The terror of that department is the bogeyman that everybody in the home avoids bringing up for fear of bad luck. It makes everyone feel menaced by abandonment in the embrace of a state that is near death, without human dignity or respect even from those who, often unprofessionally, are supposed to look after them. It seems that although the old age residents of the story live a communal life, they are fundamentally experiencing the utmost degree of loneliness. They know that as the end of their life approaches, they will be put to the ultimate test and live the unavoidable experience that cannot be recounted or shared with others.

This film reminded me that every moment of life is fundamentally a lonely experience. I learned this lesson and accepted its consequences a long time ago, maybe as far back as my adolescence years. It was then when I first observed people of my age feeling the irresistible urge to bond in a group in order to escape loneliness, and they merged into a higher self that requested them to behave according to set patterns, wear given styles of clothes, and speak the same kind of language.

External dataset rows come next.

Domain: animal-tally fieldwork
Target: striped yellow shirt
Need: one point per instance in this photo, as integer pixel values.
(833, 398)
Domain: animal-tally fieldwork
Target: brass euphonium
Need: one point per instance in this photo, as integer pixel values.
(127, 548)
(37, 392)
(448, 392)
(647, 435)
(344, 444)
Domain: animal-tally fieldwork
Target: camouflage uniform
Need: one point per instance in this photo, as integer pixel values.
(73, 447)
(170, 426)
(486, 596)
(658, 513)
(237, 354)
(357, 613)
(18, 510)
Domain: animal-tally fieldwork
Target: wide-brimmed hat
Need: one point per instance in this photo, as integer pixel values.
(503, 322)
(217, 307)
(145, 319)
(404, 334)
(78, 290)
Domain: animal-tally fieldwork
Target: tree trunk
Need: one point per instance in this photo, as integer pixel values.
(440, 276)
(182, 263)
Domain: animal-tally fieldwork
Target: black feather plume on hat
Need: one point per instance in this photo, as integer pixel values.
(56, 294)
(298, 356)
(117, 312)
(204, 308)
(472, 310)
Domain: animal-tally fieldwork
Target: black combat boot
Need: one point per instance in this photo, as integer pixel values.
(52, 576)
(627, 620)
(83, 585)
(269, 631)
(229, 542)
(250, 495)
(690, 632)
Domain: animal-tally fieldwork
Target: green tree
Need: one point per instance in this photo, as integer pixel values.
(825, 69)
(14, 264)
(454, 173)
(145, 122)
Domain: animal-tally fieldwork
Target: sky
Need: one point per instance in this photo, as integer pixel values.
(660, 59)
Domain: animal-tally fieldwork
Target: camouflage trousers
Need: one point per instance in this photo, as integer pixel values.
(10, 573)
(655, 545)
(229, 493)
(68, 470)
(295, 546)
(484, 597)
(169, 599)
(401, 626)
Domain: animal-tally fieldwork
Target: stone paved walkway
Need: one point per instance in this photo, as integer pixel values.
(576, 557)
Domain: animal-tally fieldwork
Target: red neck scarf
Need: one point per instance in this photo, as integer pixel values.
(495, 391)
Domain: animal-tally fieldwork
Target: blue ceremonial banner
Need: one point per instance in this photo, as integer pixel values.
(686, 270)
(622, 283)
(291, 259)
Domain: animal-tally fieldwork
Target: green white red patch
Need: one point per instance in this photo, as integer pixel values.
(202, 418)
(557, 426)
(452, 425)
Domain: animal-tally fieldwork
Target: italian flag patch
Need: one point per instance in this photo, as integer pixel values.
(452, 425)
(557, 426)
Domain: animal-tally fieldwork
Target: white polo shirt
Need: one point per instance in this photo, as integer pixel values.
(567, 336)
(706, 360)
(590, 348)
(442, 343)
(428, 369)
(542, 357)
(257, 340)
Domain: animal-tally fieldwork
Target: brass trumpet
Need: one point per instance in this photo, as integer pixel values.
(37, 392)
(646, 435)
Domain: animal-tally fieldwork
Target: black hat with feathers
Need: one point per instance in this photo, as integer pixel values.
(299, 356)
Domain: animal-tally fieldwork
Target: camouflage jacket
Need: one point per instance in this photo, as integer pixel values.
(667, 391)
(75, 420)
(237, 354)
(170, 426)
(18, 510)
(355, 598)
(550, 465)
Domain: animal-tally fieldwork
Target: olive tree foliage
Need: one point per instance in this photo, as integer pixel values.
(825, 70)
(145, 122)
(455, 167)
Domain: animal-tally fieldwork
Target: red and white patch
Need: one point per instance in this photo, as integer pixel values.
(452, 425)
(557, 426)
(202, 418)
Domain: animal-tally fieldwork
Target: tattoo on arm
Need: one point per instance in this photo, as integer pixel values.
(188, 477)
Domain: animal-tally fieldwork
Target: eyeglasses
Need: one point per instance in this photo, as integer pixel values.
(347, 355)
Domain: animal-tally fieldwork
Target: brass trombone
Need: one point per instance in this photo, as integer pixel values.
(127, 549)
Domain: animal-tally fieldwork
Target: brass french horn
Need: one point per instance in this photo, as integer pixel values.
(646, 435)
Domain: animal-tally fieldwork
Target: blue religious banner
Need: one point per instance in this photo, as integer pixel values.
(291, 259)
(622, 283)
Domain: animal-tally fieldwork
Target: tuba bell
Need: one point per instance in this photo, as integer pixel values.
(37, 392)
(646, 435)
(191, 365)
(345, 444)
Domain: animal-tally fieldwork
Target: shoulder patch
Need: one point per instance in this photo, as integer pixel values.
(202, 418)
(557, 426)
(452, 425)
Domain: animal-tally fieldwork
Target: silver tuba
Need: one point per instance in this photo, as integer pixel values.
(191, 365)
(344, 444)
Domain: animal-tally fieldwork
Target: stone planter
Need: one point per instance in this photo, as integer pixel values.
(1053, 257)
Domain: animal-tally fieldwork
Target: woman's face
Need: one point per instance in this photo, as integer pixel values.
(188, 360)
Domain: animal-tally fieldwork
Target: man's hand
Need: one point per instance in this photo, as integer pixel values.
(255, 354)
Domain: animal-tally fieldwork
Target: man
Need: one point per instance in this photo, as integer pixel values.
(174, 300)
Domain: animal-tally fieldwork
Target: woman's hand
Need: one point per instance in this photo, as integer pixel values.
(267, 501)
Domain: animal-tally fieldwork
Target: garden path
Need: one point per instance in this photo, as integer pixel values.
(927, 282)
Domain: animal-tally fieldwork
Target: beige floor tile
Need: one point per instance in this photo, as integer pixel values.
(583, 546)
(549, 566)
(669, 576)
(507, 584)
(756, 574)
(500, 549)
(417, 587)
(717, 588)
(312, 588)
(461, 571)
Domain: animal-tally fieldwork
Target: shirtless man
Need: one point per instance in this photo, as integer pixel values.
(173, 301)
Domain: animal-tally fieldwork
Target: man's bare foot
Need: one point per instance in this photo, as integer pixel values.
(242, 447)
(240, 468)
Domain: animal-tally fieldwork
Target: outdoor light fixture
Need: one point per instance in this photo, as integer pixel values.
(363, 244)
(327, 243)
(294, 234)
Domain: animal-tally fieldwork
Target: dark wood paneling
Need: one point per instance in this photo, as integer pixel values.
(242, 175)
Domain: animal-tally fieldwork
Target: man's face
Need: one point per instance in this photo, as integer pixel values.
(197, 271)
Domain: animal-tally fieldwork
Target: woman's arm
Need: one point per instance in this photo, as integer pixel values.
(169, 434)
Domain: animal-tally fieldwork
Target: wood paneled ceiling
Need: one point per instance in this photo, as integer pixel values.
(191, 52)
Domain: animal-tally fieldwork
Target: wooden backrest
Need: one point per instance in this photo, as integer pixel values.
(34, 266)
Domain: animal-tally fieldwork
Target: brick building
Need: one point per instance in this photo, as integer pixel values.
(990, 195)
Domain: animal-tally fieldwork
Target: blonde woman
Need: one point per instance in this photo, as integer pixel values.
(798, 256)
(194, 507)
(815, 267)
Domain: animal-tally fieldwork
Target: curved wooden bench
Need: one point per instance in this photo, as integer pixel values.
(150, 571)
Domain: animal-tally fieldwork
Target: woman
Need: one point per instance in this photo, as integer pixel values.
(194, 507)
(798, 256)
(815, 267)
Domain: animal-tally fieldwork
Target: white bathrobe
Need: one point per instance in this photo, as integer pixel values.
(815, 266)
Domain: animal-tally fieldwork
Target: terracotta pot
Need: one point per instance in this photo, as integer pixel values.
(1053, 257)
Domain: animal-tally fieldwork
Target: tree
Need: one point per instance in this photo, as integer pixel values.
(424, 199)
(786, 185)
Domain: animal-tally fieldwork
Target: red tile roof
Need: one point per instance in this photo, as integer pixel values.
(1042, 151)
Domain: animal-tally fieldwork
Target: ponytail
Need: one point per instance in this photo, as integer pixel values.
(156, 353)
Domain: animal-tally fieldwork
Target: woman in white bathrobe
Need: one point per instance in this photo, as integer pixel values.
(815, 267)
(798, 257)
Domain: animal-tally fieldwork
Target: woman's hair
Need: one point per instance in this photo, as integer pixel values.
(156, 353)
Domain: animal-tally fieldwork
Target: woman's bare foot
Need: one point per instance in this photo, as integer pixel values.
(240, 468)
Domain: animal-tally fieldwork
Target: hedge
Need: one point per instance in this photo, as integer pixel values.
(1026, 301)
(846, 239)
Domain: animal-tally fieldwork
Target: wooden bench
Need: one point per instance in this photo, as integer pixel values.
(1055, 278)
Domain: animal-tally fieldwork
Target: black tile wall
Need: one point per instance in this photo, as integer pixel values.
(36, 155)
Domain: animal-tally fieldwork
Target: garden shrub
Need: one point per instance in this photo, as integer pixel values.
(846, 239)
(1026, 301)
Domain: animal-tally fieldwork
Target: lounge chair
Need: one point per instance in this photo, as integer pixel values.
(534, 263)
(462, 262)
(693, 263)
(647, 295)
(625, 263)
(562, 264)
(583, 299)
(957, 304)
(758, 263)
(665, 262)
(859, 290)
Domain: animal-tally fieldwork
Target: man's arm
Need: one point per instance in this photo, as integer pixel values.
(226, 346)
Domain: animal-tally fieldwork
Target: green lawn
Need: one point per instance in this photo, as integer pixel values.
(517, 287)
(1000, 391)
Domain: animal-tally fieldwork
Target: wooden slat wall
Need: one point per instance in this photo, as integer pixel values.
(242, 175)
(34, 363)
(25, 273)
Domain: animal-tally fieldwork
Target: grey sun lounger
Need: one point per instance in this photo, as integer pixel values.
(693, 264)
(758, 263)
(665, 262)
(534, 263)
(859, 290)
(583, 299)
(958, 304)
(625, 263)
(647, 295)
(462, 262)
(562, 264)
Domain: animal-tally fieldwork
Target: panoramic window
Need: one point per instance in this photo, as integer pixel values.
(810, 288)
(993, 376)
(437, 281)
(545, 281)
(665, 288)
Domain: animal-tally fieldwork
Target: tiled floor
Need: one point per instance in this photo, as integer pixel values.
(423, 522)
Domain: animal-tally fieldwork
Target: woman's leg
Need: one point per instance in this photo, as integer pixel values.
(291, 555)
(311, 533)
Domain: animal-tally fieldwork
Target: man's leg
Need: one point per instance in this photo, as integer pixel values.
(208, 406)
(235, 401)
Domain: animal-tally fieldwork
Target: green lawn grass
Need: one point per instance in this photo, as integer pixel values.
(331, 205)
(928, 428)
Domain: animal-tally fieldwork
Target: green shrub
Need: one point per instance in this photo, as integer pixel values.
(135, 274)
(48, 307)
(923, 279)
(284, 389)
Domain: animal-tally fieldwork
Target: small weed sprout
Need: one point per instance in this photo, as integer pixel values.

But for me it was just a big delusion: inside a group I felt even more lonely because, shy as I was, I couldn’t express myself adequately. Besides, the flattening action of the group was too much for me to bear, and I didn’t find enough loyalty in the relationships. My path of fulfilment was necessarily outside these patterns of social interaction. I learned to stand alone and not be afraid of it, thinking that within or without, the solitary condition of man didn’t change much.

When I was still in my teens I kept a low profile about my originality, and I remember being described as one who followed the mainstream. I resented this remark that failed to comprehend my personality: within myself I counted the reasons why that was not truthful, starting from my refusal to adopt my schoolmates’ foul talk. Later, I became bold enough to think that if I chose to be original, I might as well be brave about it. It has taken time to sweep aside self-consciousness, but now I don’t hide behind embarrassed reticence anymore.

This may be like every person’s path into adulthood, but it has made me aware of the inescapable loneliness of life. Even now that my friends are many, I keep thinking that the challenges of life are all to be lived individually. As long as all is fine, communication is fluid and rewarding, but when difficulties arise, a barrier made of pride, indifference, prejudice, etc. isolates you from the others. Nobody is able to grasp the real extent of your worries. Hardships are to be lived alone, choices to be made individually, and in the end you only find yourself to rely on and talk to. Social life keeps us busy, but basically doesn’t change our situation. Even surrounded by friends or life partners, man always stands alone. We don’t need to wait until we languish in our last days in a nursing home in order to discover that, like it or not, this is our destiny.